Ketetapan ini lahir tidak terlepas dari
penilaian yang menganggap bahwa lembaga ini adalah lembaga pemerintahan
otoriter yang sangat menghambat tumbuhnya demokrasi, karena lembaga ini
sangat mengedepankan pendekatan keamanan dengan berbagai
pembatasan-pembatasan terhadap civil society. Sosialisasi kewaspadaan
nasional untuk mengantisipasi berbagai bentuk ancaman dalam rangka
penciptaan keamanan yang dilakukan oleh lembaga ini menjadikan anggapan
lembaga ini sebagai momok demokratisasi. Akibatnnya, pembinaan terhadap
kewaspadaan nasional menjadi tidak punya wadah serta tidak punya arah
ditengah-tengah lingkungan strategis yang semakin kompleks.
- Surat Pang TNI No. B/1305/14/23/SET tanggal 27 juni 2000 tentang dialihkannya tanggung jawab Tar Pad Nas kepada Depdagri
Ketetapan inilah yang menjadikan Depdagri
mengambil alih tugas-tugas pembinaan kewaspadaan nasional dengan
melakukan sosialisasi tentang potensi ancaman disintegrasi bangsa
ditengah-tengah badai multi krisis bangsa.
- Kep Mendagri No, 40 th 2001 tentang penugasan kepada Dirjen Kesatuan Bangsa untuk merumuskan dan melaksanakan kebijakan dan standarisasi tehnis dibidang kesatuan bangsa.
Ketetapan inilah yang menjadikan Depdagri
harus merumuskan konsepsi implementasi kewaspadaan nasional yang pada
gilirannya diharapkan mampu menjaga persatuan dan kesatuan bangsa.
- SE Mendagri No. 8933/2877/SE tanggal 16 Desember 2002 tentang pelaksanaan kegiatan penataran Ketahanan Bangsa
Surat inilah yang diharapkan mampu
menjadi dasar sosialisasi kewaspadaan nasional untuk muara kesatuan
bangsa dan ketahanan bangsa dari berbagai bentuk ancaman.
- Pasal 7 PP 38/2007 tentang Pembagian Urusan Pemerintahan Antara Pemerintah, Pemerintahan daerah Provinsi, dan Pemerintahan daerah kabupaten/Kota.

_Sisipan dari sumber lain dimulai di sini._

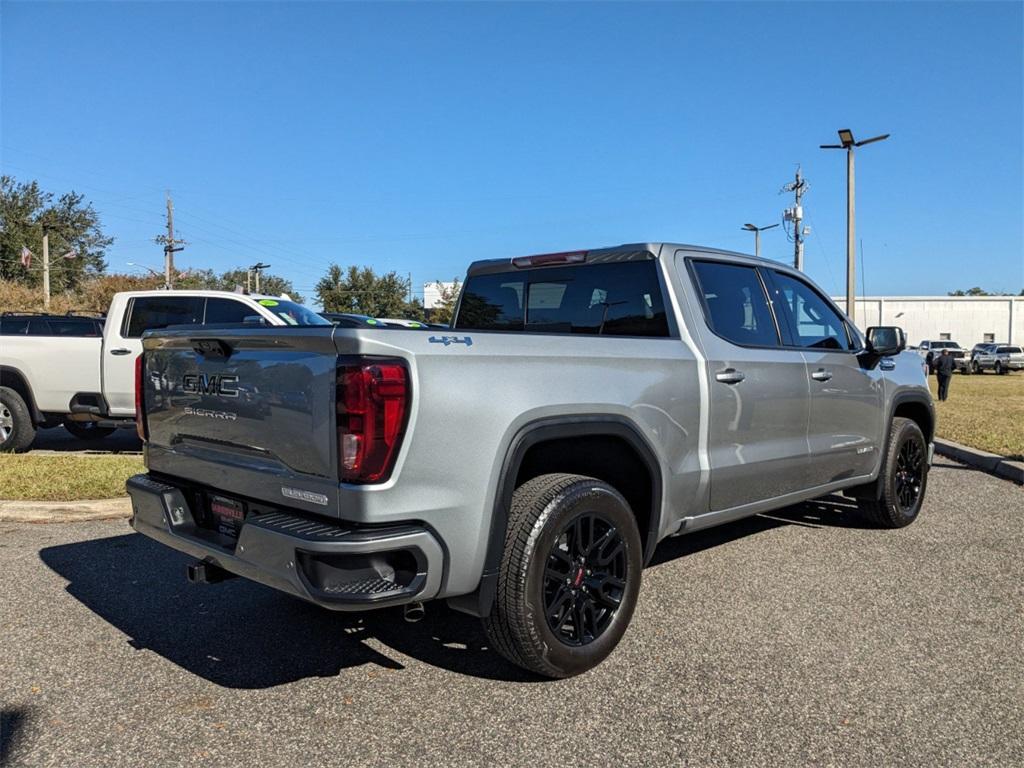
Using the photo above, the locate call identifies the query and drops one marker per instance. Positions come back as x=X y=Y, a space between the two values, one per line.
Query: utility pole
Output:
x=757 y=236
x=796 y=214
x=258 y=267
x=46 y=268
x=171 y=245
x=847 y=142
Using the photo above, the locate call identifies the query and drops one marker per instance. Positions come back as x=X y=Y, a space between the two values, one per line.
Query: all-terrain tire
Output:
x=541 y=521
x=903 y=478
x=16 y=428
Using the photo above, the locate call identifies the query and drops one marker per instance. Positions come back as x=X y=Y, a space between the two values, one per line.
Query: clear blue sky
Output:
x=420 y=137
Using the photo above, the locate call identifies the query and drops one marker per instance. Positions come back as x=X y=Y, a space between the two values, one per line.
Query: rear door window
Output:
x=812 y=323
x=148 y=312
x=735 y=305
x=39 y=327
x=612 y=299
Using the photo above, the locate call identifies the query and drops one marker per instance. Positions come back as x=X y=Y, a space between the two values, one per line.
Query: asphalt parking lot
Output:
x=796 y=638
x=59 y=439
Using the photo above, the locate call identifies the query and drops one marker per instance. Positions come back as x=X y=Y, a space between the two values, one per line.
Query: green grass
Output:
x=65 y=478
x=985 y=412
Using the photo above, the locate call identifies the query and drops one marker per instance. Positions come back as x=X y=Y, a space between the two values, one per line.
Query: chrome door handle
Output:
x=729 y=376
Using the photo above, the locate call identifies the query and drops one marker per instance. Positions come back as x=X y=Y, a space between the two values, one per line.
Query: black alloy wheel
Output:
x=896 y=498
x=585 y=579
x=909 y=474
x=569 y=576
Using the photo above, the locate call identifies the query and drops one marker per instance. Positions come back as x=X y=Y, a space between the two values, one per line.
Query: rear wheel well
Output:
x=607 y=458
x=919 y=413
x=12 y=379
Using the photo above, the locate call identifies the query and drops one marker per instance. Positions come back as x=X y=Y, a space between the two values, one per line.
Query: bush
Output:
x=94 y=295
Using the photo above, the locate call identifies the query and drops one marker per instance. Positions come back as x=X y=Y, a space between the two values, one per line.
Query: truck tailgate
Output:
x=247 y=411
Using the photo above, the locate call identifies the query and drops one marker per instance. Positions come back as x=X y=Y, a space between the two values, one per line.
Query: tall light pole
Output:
x=757 y=236
x=847 y=142
x=258 y=267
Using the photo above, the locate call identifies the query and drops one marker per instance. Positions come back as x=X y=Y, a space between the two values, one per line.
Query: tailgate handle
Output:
x=211 y=347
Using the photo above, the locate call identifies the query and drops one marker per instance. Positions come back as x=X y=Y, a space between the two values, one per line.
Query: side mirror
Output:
x=886 y=340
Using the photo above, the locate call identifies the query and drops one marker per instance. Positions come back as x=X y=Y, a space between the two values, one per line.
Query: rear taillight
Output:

Pasal 7 PP 38/2007 ini, menjadi semacam payung hukum yang sangat strategis bagi pemerintahan di tingkat pusat sampai dengan daerah dalam melakukan kewajibannya untuk waspada terhadap berbagai bentuk ancaman terhadap eksistensi bangsa dan negara, pada tataran nasional maupun masing-masing daerah.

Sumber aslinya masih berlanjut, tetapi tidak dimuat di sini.